I generally feel grounded, yet tendrils of fear and worry creep and gather nearby at times. I do my best to discern what is a valid concern vs. what I am manufacturing out of fear of the unknown. I do my best to stay away from the narrative and stay in the feeling of the moment; to walk on the razor's edge of now. It is a beautiful and worthy practice. And, during these particular days, it feels alternately dizzyingly freeing and dizziyngly terrifying - sometimes both at the same time. I think often of Eckhart Tolle's question: "What problem do you have right now?"
For the first few days of The Hush, my husband James and I found ourselves gently circling each other and gathering often in our living room, finding things to do together, often sitting in companionable silence. As the days go on, we are expanding our worlds and creating our own special places.
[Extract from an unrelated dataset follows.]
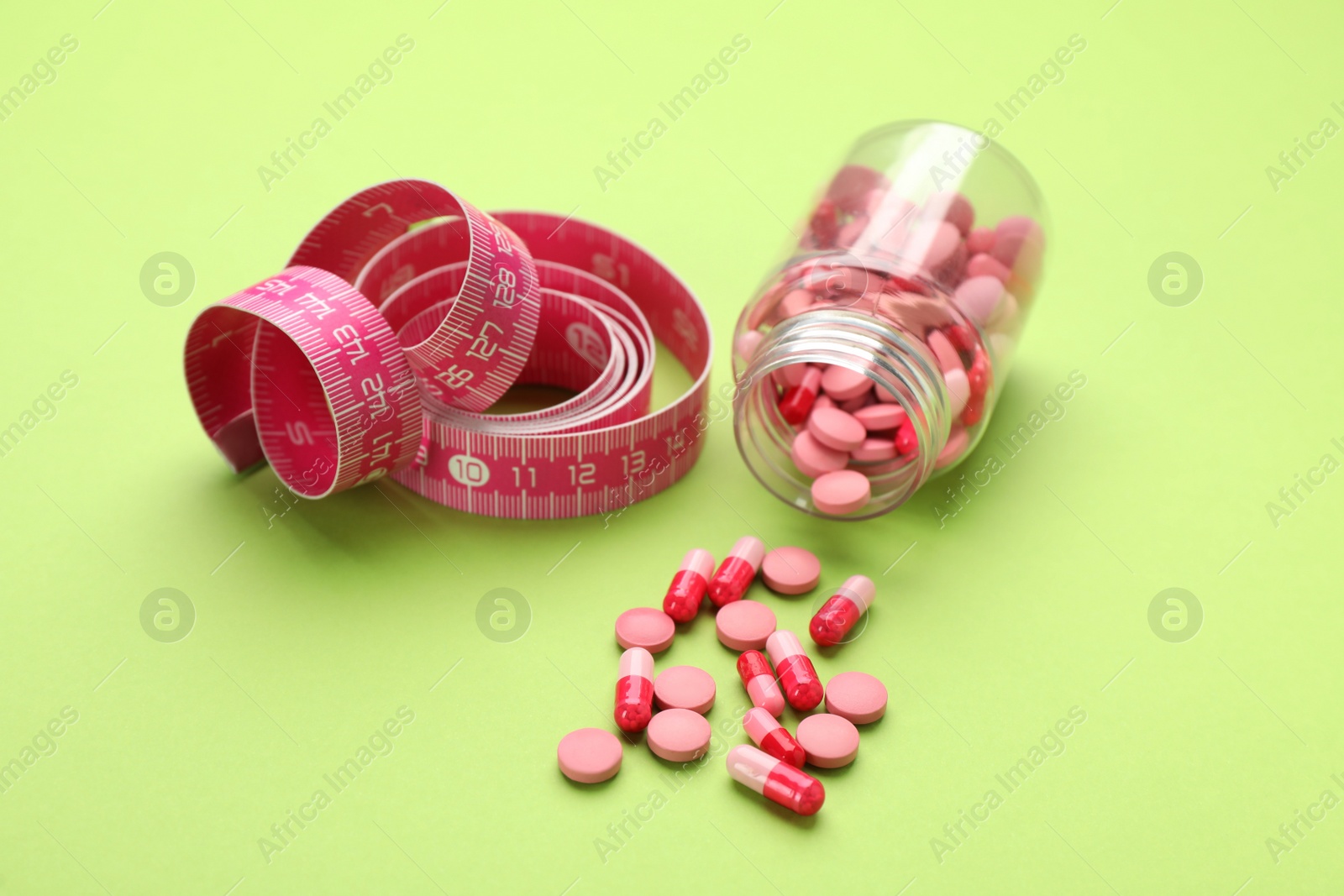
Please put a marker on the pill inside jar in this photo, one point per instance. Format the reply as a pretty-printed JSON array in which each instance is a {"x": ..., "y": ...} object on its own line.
[{"x": 879, "y": 345}]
James is embracing his love of puzzles and movies and podcasts. I am creating places to nest and be deeply quiet, to write and to dream. I love these days for the possibility and energy and movement they offer, for the conception and completion of projects, and for the sunshine. I love the evenings best, though. I spend them watching the sun set and feeling the darkness slowly blanket our world. I’m enjoying deep quiet and am surprised to find I need less companionship than I thought I did. I am learning how little of anything I need, in general.
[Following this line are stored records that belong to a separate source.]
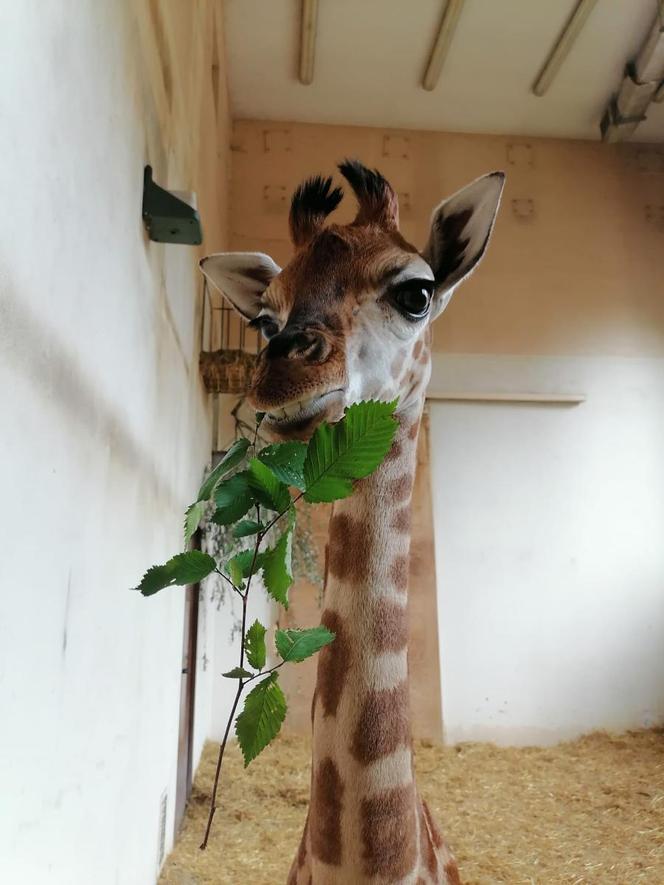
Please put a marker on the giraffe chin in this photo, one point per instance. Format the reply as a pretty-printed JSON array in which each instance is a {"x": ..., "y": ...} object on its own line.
[{"x": 297, "y": 419}]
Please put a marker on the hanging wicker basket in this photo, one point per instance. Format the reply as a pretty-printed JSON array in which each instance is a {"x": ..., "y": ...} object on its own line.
[{"x": 227, "y": 371}]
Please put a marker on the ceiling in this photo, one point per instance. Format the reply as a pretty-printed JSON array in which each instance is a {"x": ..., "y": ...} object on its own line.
[{"x": 371, "y": 54}]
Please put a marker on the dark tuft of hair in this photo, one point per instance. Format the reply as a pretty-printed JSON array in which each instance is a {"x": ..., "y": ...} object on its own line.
[
  {"x": 377, "y": 200},
  {"x": 311, "y": 204}
]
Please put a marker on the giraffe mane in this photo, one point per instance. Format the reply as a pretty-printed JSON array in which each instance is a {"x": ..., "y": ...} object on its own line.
[{"x": 311, "y": 204}]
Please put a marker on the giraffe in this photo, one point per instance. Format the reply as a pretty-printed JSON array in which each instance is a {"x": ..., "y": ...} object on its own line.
[{"x": 349, "y": 319}]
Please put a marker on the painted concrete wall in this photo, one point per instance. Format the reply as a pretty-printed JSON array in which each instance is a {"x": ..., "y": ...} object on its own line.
[
  {"x": 550, "y": 598},
  {"x": 105, "y": 428}
]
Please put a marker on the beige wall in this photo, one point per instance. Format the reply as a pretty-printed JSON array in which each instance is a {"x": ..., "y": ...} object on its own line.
[
  {"x": 106, "y": 426},
  {"x": 580, "y": 275}
]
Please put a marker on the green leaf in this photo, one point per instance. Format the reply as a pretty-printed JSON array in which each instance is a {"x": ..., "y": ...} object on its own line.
[
  {"x": 254, "y": 645},
  {"x": 192, "y": 519},
  {"x": 230, "y": 460},
  {"x": 184, "y": 568},
  {"x": 286, "y": 461},
  {"x": 247, "y": 527},
  {"x": 261, "y": 719},
  {"x": 233, "y": 498},
  {"x": 298, "y": 645},
  {"x": 237, "y": 673},
  {"x": 270, "y": 491},
  {"x": 339, "y": 453},
  {"x": 277, "y": 569}
]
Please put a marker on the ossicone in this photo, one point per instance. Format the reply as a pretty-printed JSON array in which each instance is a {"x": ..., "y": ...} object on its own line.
[{"x": 378, "y": 202}]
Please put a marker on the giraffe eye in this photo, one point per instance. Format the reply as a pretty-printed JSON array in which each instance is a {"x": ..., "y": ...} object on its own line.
[
  {"x": 413, "y": 298},
  {"x": 265, "y": 325}
]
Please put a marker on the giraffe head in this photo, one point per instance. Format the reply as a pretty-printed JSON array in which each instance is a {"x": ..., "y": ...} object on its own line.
[{"x": 347, "y": 318}]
In this new world, I'm still my usual 'kindly narcissist' self. I continue to share my Presence with the individuals and groups I love, now via Zoom and walks outdoors. I miss my church family and I miss attending my UU church. Aside from this loss and the occasional burst of fear and anxiety, I love the new soft-blanket pace. I love being released from the constant call to get things done, that has had its way with me for decades - long after I thought I’d let it go. I love the feeling of what I had believed to be solid ground shifting beneath me, creating a new reality. I love watching myself scramble to adjust to that new reality and then laughing at my hubris, because once I've adjusted, it has shifted again! It would be very easy to Bring Busy Back by over-scheduling Zoom meetings and creating too many projects, but the air is sweet and time is moving at its own glorious pace, so we move with it.
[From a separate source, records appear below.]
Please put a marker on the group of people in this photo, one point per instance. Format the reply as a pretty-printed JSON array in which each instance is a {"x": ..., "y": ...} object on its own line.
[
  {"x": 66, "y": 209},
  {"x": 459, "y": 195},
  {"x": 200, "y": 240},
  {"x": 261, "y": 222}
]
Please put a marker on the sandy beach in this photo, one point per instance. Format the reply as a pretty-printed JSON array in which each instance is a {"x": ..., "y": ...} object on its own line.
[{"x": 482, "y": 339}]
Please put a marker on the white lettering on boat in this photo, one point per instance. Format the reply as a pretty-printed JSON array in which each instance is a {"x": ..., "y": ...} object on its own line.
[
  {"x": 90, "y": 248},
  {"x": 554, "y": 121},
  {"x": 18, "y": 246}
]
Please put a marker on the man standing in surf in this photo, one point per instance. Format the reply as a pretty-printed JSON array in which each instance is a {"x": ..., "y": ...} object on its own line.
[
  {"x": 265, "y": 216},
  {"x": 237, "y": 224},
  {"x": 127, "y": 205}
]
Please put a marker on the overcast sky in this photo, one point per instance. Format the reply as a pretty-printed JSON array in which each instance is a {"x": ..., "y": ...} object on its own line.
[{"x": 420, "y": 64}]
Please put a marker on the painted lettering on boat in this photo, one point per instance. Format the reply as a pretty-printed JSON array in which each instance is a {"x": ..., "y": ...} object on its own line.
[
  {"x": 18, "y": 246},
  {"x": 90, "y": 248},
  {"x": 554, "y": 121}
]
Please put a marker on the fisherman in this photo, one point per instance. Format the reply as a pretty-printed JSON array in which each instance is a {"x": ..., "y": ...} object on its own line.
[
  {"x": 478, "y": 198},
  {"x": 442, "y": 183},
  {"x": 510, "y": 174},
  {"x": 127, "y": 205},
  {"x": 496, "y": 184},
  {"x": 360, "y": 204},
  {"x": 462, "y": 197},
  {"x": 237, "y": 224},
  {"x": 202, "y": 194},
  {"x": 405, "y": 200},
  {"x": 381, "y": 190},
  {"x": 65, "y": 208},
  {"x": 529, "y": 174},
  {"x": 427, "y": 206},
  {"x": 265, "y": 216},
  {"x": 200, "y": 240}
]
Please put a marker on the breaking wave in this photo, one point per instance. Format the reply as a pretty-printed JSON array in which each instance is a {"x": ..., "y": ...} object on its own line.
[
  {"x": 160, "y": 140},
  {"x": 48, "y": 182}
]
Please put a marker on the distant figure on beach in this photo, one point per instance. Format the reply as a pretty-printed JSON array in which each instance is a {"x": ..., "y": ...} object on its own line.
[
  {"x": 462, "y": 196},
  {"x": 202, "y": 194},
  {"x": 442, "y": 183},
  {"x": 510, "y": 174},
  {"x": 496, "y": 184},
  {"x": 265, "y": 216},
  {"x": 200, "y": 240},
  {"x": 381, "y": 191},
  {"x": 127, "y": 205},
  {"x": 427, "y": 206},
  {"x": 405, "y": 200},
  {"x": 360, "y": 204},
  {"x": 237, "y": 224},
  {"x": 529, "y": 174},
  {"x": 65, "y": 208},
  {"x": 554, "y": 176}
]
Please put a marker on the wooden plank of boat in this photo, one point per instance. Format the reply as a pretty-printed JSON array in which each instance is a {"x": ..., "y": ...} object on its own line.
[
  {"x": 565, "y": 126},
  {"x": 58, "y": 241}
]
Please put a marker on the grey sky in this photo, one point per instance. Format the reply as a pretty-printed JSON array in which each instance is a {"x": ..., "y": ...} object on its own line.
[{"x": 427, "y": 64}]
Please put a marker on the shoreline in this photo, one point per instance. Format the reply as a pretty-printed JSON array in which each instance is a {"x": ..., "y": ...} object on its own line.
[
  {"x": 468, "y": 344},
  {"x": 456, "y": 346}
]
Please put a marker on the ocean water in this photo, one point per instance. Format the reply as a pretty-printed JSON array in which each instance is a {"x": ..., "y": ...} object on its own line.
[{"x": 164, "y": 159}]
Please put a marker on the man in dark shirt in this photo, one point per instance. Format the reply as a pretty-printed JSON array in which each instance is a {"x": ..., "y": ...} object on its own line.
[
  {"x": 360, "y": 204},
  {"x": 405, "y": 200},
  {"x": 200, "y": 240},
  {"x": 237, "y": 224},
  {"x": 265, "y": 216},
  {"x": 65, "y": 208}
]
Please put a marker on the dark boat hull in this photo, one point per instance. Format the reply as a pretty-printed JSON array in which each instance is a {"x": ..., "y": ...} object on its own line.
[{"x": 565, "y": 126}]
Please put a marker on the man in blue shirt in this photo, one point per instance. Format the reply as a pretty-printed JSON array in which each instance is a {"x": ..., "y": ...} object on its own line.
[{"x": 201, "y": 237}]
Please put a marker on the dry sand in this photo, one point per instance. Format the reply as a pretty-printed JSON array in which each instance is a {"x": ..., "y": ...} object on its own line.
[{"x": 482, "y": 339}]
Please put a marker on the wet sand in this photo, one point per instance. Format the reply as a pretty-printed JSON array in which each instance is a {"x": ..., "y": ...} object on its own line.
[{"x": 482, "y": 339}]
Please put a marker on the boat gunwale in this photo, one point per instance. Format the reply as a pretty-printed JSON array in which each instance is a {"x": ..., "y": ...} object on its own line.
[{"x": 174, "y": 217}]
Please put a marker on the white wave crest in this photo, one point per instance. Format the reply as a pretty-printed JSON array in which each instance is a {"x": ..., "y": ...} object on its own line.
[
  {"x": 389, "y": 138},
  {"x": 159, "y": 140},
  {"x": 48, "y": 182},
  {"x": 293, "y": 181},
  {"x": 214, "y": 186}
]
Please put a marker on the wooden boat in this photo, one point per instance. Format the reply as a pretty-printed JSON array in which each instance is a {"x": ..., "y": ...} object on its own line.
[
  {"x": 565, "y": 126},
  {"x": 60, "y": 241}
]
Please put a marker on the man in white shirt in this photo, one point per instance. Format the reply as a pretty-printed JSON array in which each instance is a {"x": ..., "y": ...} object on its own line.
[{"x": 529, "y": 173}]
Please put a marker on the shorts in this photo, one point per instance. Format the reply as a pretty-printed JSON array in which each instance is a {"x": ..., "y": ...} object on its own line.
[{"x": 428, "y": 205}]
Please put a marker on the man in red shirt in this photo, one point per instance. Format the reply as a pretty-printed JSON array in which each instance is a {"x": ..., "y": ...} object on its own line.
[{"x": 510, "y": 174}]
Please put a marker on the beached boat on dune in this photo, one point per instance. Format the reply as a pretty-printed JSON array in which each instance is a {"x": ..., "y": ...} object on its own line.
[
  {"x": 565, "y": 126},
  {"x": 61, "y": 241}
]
I am taking such good care of myself. I am eating well and getting plenty of rest and I remain disengaged from the trumpet call of the media. When I am met with clenching fear in myself or in the folks I meet, I offer a reminder of what is Real, what is happening right now and what of beauty might be found even in our limited line of vision. My daily meditation practice and chi gong practice sustain me and keep me grounded. I am following my own common sense and reason about safety and precaution. It is unsafe and unhealthy for me, emotionally and physically, to stay inside. The dogs and I are out for walks everyday where we can say hello and smile at passersby from a distance. I try to walk with a willing friend daily; although there is physical distance between us, being in the company of my beloveds feeds my soul. At the end of these days, following a more natural, comfortable pace, I feel deeply satisfied and deeply tired.
What are your moments like? How are you managing? What skills and strategies and practices are serving you today?